You suspect what informs The Man in Half Moon Street is not so much the mad scientist film of the era but the success of the MGM adaptation of Oscar Wilde’s The Picture of Dorian Gray (1944) the previous year. Both films concern a man who passes amongst polite society and has a secret that he is immortal, where in both the contrast is made between the mask of polite society and the ruthlessness and amorality of the character’s actions. The Man in Half Moon Street works well for the most part. There is a captivating opening where Nils Asther attends a society function and meets an old dowager who finds him familiar, he tells her he is a friend of the man she knew but then describes the illicit rendezvous they had with such detail that she is astonished.

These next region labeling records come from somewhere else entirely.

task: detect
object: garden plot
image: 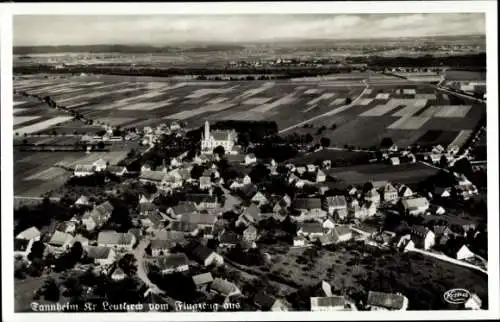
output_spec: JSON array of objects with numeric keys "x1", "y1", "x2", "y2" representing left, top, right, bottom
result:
[
  {"x1": 186, "y1": 87, "x2": 234, "y2": 98},
  {"x1": 250, "y1": 94, "x2": 295, "y2": 113},
  {"x1": 415, "y1": 93, "x2": 436, "y2": 100},
  {"x1": 14, "y1": 115, "x2": 41, "y2": 126},
  {"x1": 120, "y1": 98, "x2": 175, "y2": 111},
  {"x1": 360, "y1": 99, "x2": 403, "y2": 116},
  {"x1": 164, "y1": 103, "x2": 236, "y2": 120},
  {"x1": 330, "y1": 97, "x2": 345, "y2": 106},
  {"x1": 392, "y1": 99, "x2": 427, "y2": 117},
  {"x1": 307, "y1": 93, "x2": 335, "y2": 105},
  {"x1": 16, "y1": 116, "x2": 73, "y2": 135},
  {"x1": 236, "y1": 82, "x2": 275, "y2": 99},
  {"x1": 23, "y1": 167, "x2": 66, "y2": 181},
  {"x1": 375, "y1": 93, "x2": 390, "y2": 100},
  {"x1": 387, "y1": 116, "x2": 431, "y2": 130},
  {"x1": 434, "y1": 105, "x2": 472, "y2": 117},
  {"x1": 449, "y1": 130, "x2": 472, "y2": 147},
  {"x1": 243, "y1": 97, "x2": 272, "y2": 105}
]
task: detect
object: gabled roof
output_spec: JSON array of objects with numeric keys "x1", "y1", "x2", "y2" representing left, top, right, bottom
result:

The film is better budgeted than most of the Monogram/PRC cheapies, although is still a B-budget studio effort. Ralph Murphy’s direction is slow and talky. The film is at least written to a far better level than most of the mad scientist efforts of the era, even if in the end it still taps into the same alarmist anti-science stance as these other films – as the aging associate, Reinhold Schunzel seems to have no other role than to decry the experiments with lines like “No man can break the law of God.” It may also be the audience expectation of the era but one feels that the script tries to build up a mystery that is obvious from the outset – that Nils Asther has an immortality treatment. The unsubtly littered clues about the old dowager knowing him, the portrait being identical to another artist’s style, photos of the young Reinhold Schunzel in which Asther is unaged tend to give it away. The film arrives at a cliche end with Nils Asther’s age all catching up with him just as he tries to depart with his love and Scotland Yard closes in.

The Man in Half Moon Street was later remade by Hammer Films as The Man Who Could Cheat Death (1959) from director Terence Fisher starring Anton Diffring as the doctor and with Christopher Lee as an associate and Hazel Court as the love interest. There also appear to be at least three adaptations of the play on various live theatre tv shows of the 1940s and 50s, although recordings of all of these are lost. The tv movie The Night Strangler (1973) owes much to the basic premise here, although is a far better treatment of the immortality serum theme.